さて、まったく傾斜が無いに等しい場所での細かな構造作りは喧喧諤諤のトポグラフィーから割り出し、当初、病院入り口を避け、建物の裏にパイプ等を施設など、スマートな出来上がりを予定していたが、まったくそれが不可能である事がわかり、病院正門前の部分を横断し、かつ不要で巨大な桶の幾つかを埋め、といったシナリオに変更せざるを得ず、 こんな筈ではなかった! と所詮素人の私の愚痴は、専門家としてAMDA技術顧問を務めた下水の専門家に簡単にいなされてしまった。この間に最初は日本やジブチ保健省のお偉方が勝手に始めた計画だ、という反応をしていた同病院の主なスタッフ達は糞尿まみれで格闘する建築業者や毎週開いたAMDA技術ミーティングに動かされ、次第に将来の構想を含め参加を始めた。 権力と力だけが物を言う社会では考えられない有り方、討議議論を通して企画の実現を計るやり方がこのプロジェクトで特異な内容としてあり、その反応は意外性として受け止められ、現在もその進行が関係者の中で計られている。 成功か否かの判断は時間のみが語れる事であると思うが、第一期工事と銘打ち、次の病院トイレ改修と水の供給設備の充実(というより設置)を第二期工事としてAMDAジブチは行いたいと思っている。日本政府からの資金が得られるよう現在も要請しており、日本外務省の方々の理解や協力を頂ける事を希望してやまない。 まだトイレの改修をしていない段階でも(つまりトイレは惨状のまま)何故かあの鼻をつく臭いは減り、病院職員からAMDAの仕事は私達を勇気付ける、という言葉を受けた時は本当に嬉しく、約半日ニコニコ顔で過ごした。

病院施設の改修や経営への着手は第三期、第四期のプロジェクトとしてAMDAジブチは計画を立てているがジブチ保健省が自力でできる部分をなるべく優先して頂き、あくまで補佐する姿勢を保ちつつAMDAジブチとしての研鑚を積んで行きたいと願っている。なお、4月10日に開始したこのプロジェクトの第一期工事は6月10日に現場に於ける全作業を終了した。 関係者およびAMDAの皆様に御礼申し上げます。

2. ホルホル、アリアデ難民キャンプにおける家庭用トイレ建築プロジェクト

AMDAジブチの難民キャンプCommunity Healthチームはソマリア難民医療スタッフで構成されており、難民社会に深く浸透できるだけの経験を持っている。
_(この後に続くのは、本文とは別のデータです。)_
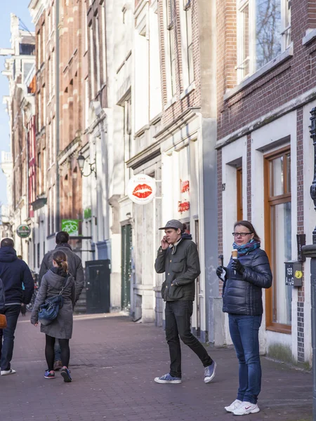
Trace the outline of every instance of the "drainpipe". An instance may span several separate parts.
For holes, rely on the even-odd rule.
[[[59,154],[60,149],[60,75],[59,75],[59,62],[60,62],[60,45],[59,45],[59,13],[60,13],[60,0],[56,0],[56,45],[55,51],[56,52],[56,62],[55,62],[55,72],[56,72],[56,116],[55,116],[55,124],[56,124],[56,215],[55,215],[55,231],[60,231],[61,229],[60,225],[60,183],[59,183],[59,164],[57,159],[57,156]]]

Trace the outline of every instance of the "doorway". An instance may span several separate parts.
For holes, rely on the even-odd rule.
[[[131,278],[132,228],[130,224],[121,227],[121,295],[122,310],[131,309]]]

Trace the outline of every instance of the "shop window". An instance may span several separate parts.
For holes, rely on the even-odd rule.
[[[265,250],[273,274],[266,293],[269,330],[291,333],[292,288],[285,284],[284,262],[291,260],[291,152],[265,156]]]

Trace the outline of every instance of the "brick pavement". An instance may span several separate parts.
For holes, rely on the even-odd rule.
[[[79,316],[71,341],[74,381],[44,378],[44,335],[20,319],[13,368],[0,377],[0,421],[229,421],[223,407],[235,398],[237,365],[233,349],[209,346],[218,363],[205,385],[197,357],[183,348],[183,382],[159,385],[169,371],[164,331],[123,316]],[[249,421],[310,421],[312,375],[262,359],[258,414]]]

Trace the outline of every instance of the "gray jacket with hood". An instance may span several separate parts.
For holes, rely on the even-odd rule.
[[[64,272],[65,273],[65,272]],[[76,298],[76,287],[72,274],[66,279],[52,270],[48,270],[41,280],[41,286],[35,300],[31,315],[31,323],[35,324],[39,319],[39,309],[46,298],[58,295],[65,286],[62,292],[63,305],[57,318],[51,323],[41,324],[41,332],[52,338],[71,339],[72,335],[72,312]]]
[[[158,250],[154,269],[159,274],[166,273],[162,286],[164,301],[187,300],[194,301],[195,279],[201,273],[199,253],[192,236],[185,234],[180,243],[166,250]]]

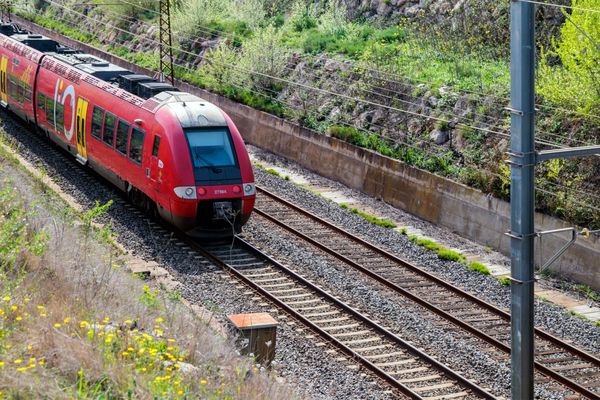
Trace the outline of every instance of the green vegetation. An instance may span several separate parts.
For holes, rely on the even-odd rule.
[[[465,263],[465,256],[463,256],[460,253],[457,253],[456,251],[452,251],[449,249],[440,249],[438,251],[438,257],[442,260],[446,260],[446,261],[454,261],[454,262],[458,262],[458,263]]]
[[[371,215],[371,214],[368,214],[368,213],[366,213],[364,211],[361,211],[361,210],[359,210],[358,208],[355,208],[355,207],[350,208],[350,207],[348,207],[348,204],[341,203],[340,207],[342,207],[343,209],[347,209],[352,214],[356,214],[359,217],[361,217],[362,219],[364,219],[364,220],[366,220],[366,221],[368,221],[368,222],[370,222],[372,224],[381,226],[383,228],[395,228],[396,227],[396,224],[394,224],[390,220],[387,220],[387,219],[384,219],[384,218],[378,218],[378,217],[376,217],[374,215]]]
[[[573,7],[600,11],[597,0],[573,0]],[[542,51],[537,90],[554,103],[597,113],[600,50],[593,40],[600,38],[600,13],[573,9],[570,19],[573,22],[565,21],[560,38]]]
[[[265,169],[265,172],[271,175],[281,176],[281,174],[273,168]]]
[[[498,278],[498,282],[504,286],[510,286],[510,278],[508,276],[501,276]]]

UNHCRの協力を得て、2002年前半期に各20基、計40基のトイレを建設した。難民自身が穴を掘り、石を運び、積み上げ、数世帯が利用し、管理するトイレの建設をAMDAジブチは企画、実行した。 AMDAからはトイレの基底部や石壁の補強部分などの素材(セメントや鉄骨)の購入と技術指導を提供し、実施以前と以後をモニターし、下痢の発生との関連をAMDAチームが訪問、調査、記録している。 お金が掛かるスレート等を利用した公衆トイレを汚せるだけ汚す人々が、自分のCommunityのためのトイレ(これを称してFamily Toiletと言う)は建築、その利用ともに別人のようなみごとな仕事及びきれいな使い方をする。 遊牧民とトイレに関しては多くの意見と認識を持たれている方がおられると思うが、ジブチの難民キャンプにおける参加型のトイレ建設は40件中36件は順調な経過を示した。今回はその調査結果を記載する時期としては早すぎるため、再び糞尿歎を書ける時機に報告させて頂きたいと思う。